A internet potencializa esses riscos. Cunha cita a exposição de imagens de crianças e adolescentes em fóruns, grupos fechados e redes sociais, além da violência sexual online. O estudo “Mapeamento dos Fatores de Vulnerabilidade de Adolescentes Brasileiros na Internet”, publicado pelo ChildFund no ano passado, investigou mais de 8 mil adolescentes entre 13 e 18 anos de todas as regiões do país. A pesquisa indicou que 54% dos entrevistados já sofreram algum tipo de violência sexual no ambiente virtual.
Variedade das Violações e Prevenção
As preocupações em relação às violências que afetam crianças e adolescentes durante o Carnaval são diversas. O especialista Maurício Cunha aponta a superexposição e o aumento da circulação em eventos de massa como fatores agravantes. Entre as violações destacam-se a erotização precoce (termo usado como “adultização”), que transgride os direitos estabelecidos no Estatuto da Criança e do Adolescente (ECA). Há também um aumento nos casos de desaparecimentos de crianças devido às grandes aglomerações, crescimento da exploração do trabalho infantil em atividades informais e elevação da exploração sexual.
Para prevenir esses cenários, as famílias são aconselhadas a adotar medidas de segurança digital, como desativar a localização em dispositivos, evitar compartilhar fotos, vídeos e realizar transmissões ao vivo com a presença de crianças.
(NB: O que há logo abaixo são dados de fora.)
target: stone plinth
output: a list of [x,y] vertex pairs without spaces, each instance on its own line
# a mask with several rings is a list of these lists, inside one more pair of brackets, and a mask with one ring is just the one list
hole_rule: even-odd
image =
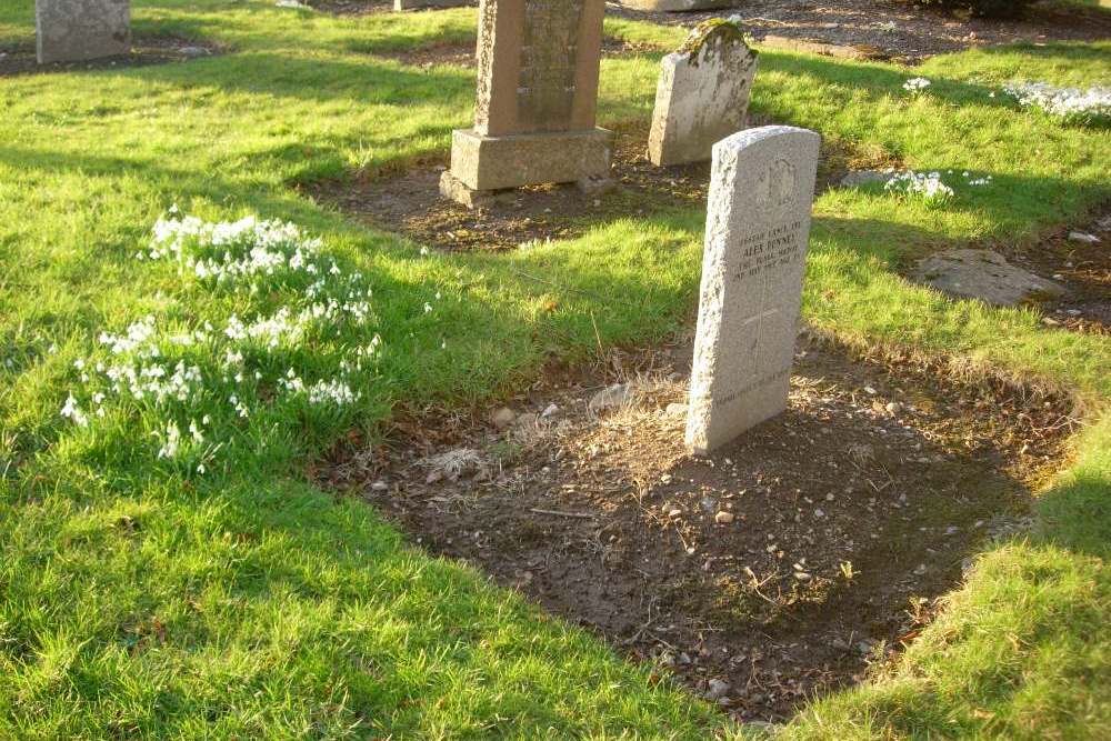
[[[602,0],[482,0],[474,128],[452,134],[450,182],[473,190],[605,177],[594,126]],[[446,176],[446,181],[449,178]]]
[[694,29],[660,62],[648,156],[653,164],[710,159],[714,143],[744,128],[757,53],[723,21]]
[[36,0],[40,64],[131,51],[130,0]]
[[819,141],[761,127],[713,148],[687,415],[697,453],[787,409]]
O que pode parecer um conteúdo inofensivo para os pais, explica Cunha, pode levar à manipulação das imagens em outras plataformas.
Outras recomendações incluem a utilização de ferramentas de controle parental, a limitação de mensagens de remetentes desconhecidos para as crianças e a revisão constante das configurações de privacidade em aplicativos e redes sociais. Pesquisas indicam que adolescentes no Brasil passam, em média, quatro horas diárias nas redes sociais, e cerca de 30% deles ultrapassam seis horas. Quanto maior o tempo de exposição online, maior a vulnerabilidade a violações.
Debate Público no Senado
Maurício Cunha será um dos participantes de uma audiência pública agendada para esta quinta-feira (12), na Comissão de Direitos Humanos do Senado Federal, a partir das 10h. O encontro tem como objetivo debater de forma aprofundada os riscos e as violações de direitos enfrentados por crianças e adolescentes no contexto carnavalesco.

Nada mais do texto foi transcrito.